24. The Benny Hill Show
At his peak Benny used to deliver just four shows a year for Thames ensuring that the comedy levels were always high. The humour has dated now of course but at his peak, he was one of the most original and funny performers on the box, even if the shows quickly became overly formulaic.

23. Whicker’s World
Alan Whicker managed to get the balance right as he travelled around the globe. He managed to stamp his own personality on the show without ever over shadowing the subject of his interviews. Someone should send Jonathan Ross a tape of his style.

22. Tommy Cooper
It’s said that Tommy Copper could get laughs reading from a phone book.

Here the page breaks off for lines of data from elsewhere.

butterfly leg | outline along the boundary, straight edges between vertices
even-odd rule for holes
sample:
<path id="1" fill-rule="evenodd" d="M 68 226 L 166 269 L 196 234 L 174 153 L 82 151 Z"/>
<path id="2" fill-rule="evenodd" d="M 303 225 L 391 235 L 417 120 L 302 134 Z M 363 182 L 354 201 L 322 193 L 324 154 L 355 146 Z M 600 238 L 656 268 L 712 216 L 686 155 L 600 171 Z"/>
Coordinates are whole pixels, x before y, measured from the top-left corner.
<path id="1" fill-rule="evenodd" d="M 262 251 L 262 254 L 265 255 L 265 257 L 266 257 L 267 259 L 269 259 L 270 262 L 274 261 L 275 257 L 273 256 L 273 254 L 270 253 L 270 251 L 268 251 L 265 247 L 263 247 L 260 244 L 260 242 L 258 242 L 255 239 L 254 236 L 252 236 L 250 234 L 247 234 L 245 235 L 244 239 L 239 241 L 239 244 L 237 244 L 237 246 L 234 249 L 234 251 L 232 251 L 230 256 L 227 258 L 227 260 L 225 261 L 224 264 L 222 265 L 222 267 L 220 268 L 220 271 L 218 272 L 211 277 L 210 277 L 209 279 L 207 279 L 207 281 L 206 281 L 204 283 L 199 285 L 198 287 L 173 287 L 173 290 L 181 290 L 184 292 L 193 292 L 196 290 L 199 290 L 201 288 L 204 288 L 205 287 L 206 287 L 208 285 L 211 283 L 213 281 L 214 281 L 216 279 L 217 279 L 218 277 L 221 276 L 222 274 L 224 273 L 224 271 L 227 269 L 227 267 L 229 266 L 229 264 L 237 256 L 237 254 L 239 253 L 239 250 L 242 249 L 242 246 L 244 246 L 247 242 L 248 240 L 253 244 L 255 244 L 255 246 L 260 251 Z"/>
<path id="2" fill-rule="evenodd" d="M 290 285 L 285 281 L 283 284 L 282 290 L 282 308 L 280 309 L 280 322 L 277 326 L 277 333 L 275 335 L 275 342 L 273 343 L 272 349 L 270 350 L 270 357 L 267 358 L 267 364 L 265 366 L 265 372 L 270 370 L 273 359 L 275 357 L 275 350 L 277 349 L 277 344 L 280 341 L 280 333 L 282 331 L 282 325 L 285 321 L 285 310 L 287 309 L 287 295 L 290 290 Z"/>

Indeed Tommy’s writers claim that he stayed on script so rarely it was barely worth writing. There was just something about though that tickles the funny bone of almost everyone.

21. Brass
As Granada’s stock in trade was the gritty northern drama, it was a bit of shock to see this savage lampoon of the genre emanating from the same stable. Gloriously irreverent. Felling free to mix subtle parody with dreadful puns and Carry On style innuendo, this was a true delight. Timothy West was superb as evil mill owner Bradley Hardacre.

20. On the Buses
A massive hit for LWT, this vulgar tale of the adventures of bus driver Stan Butler and his randy clippy Jack was so successful that it spawn no less than three feature films. Reg Varney was the star but the most memorable character was bis inspector Blakey, played with relish by Stephen Lewis.

19. The New Statesman
Rik Mayall has fun in this savage political parody as a corrupt and unscrupulous MP with seemingly no redeeming features. Written by Lawrence Marks and Maurice Gran, there were no depths to which Alan B’Stard would not sink.

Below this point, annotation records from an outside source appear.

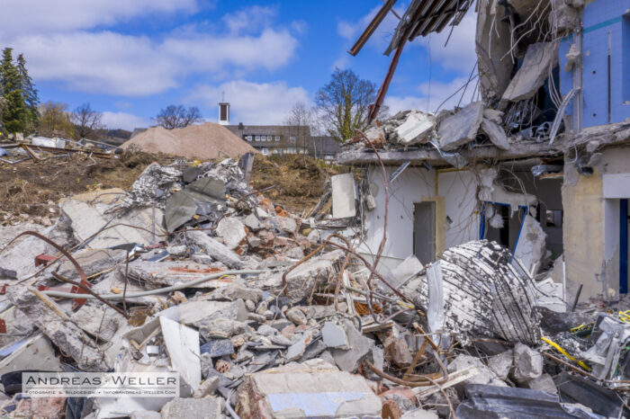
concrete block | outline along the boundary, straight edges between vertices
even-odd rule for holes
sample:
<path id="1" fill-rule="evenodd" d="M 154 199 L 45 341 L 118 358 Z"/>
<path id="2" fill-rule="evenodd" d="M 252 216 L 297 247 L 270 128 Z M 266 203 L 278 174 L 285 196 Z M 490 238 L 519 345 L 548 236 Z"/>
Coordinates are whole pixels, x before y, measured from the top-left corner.
<path id="1" fill-rule="evenodd" d="M 331 349 L 330 353 L 341 370 L 353 372 L 372 352 L 374 341 L 361 334 L 350 320 L 344 320 L 343 325 L 350 349 Z"/>
<path id="2" fill-rule="evenodd" d="M 324 327 L 321 329 L 321 338 L 328 348 L 350 349 L 346 331 L 333 322 L 324 324 Z"/>
<path id="3" fill-rule="evenodd" d="M 381 409 L 365 379 L 321 360 L 247 377 L 236 406 L 240 417 L 381 417 Z"/>
<path id="4" fill-rule="evenodd" d="M 543 374 L 543 355 L 523 343 L 514 347 L 514 379 L 519 383 L 536 379 Z"/>
<path id="5" fill-rule="evenodd" d="M 472 141 L 483 119 L 483 103 L 474 102 L 457 113 L 445 118 L 437 129 L 440 147 L 452 151 Z"/>
<path id="6" fill-rule="evenodd" d="M 222 243 L 209 237 L 202 231 L 189 231 L 186 233 L 186 237 L 194 245 L 201 247 L 210 257 L 215 261 L 219 261 L 231 269 L 239 269 L 243 266 L 243 261 L 240 257 Z"/>
<path id="7" fill-rule="evenodd" d="M 514 365 L 514 354 L 512 350 L 506 351 L 499 355 L 488 359 L 488 367 L 501 379 L 506 379 Z"/>
<path id="8" fill-rule="evenodd" d="M 162 407 L 162 419 L 218 419 L 223 399 L 219 397 L 174 398 Z"/>
<path id="9" fill-rule="evenodd" d="M 554 383 L 554 379 L 552 379 L 552 377 L 547 373 L 544 373 L 536 379 L 532 379 L 529 381 L 526 381 L 524 386 L 533 390 L 546 391 L 547 393 L 553 395 L 558 394 L 558 388 Z"/>
<path id="10" fill-rule="evenodd" d="M 245 225 L 235 217 L 221 218 L 214 231 L 217 236 L 220 237 L 225 245 L 230 249 L 237 248 L 238 244 L 247 236 Z"/>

18. Randall and Hopkirk (Deceased)
Great detective show with the gimmick that one of the gumshoes is a ghost. Another neat trick is the chemistry between the living partner and his haunter’s dead wife. Cracking stuff and there would have been more episodes had it not flopped in America.

17. News at Ten
Television news came of age with this dual hosted half hour show which changed the way things were done forever. Stalwarts included Sandy Gall, Andrew Gardner and Alistair Burnet.

16. Spitting Image
Nothing and nobody in the public eye was safe from the savage satire of Fluck and Law’s grotesque puppets.

15. The Jewel n the Crown
Paul Scott’s The Ray Quartet brought lavishly to life with a starry cast. Tim Pigott-Smith was superb as the embittered Ronald Merrick as the story played out across thirteen episodes.

14. Rainbow
Pre-school kids show in which a man lives with a six foot teddy bear, a pink hippopotamus and what can only be described as a gimp. Wholesome and educational entertainment, though I can’t help wondering what Rod, Jane and Freddy got up to when the singing stopped.

13. Man About the House
Considering daring in it’s day, a sitcom about a man sharing a flat with two women. Enormously successful, due in part to a great cast featuring the honed sitcom talents of Richard O’Sullivan and Paula Wilcox, it spawned two equally successful spin offs, George and Mildred and Robin’s Nest.

12. Emmerdale Farm
Beginning as a twice a week daytime soap surrounding the misadventures of the Sugdens and their farm. Things rumbled along nicely for years with tales of sheepdogs and poachers and the occasional ill-advised romp in the hay leading to marital discord. Village life was changed forever when a plane crash landed on the village, wiping out several cast members and beginning the slippery slope to the pantomime style that hangs over the show today.

11. The Professionals
Take a couple of tough guy actors, throw in Hudson from Upstairs Downstairs, car chases with Ford Capris ploughing throw cardboard boxes. Add completely impenetrable scripts and you have a ratings blockbuster.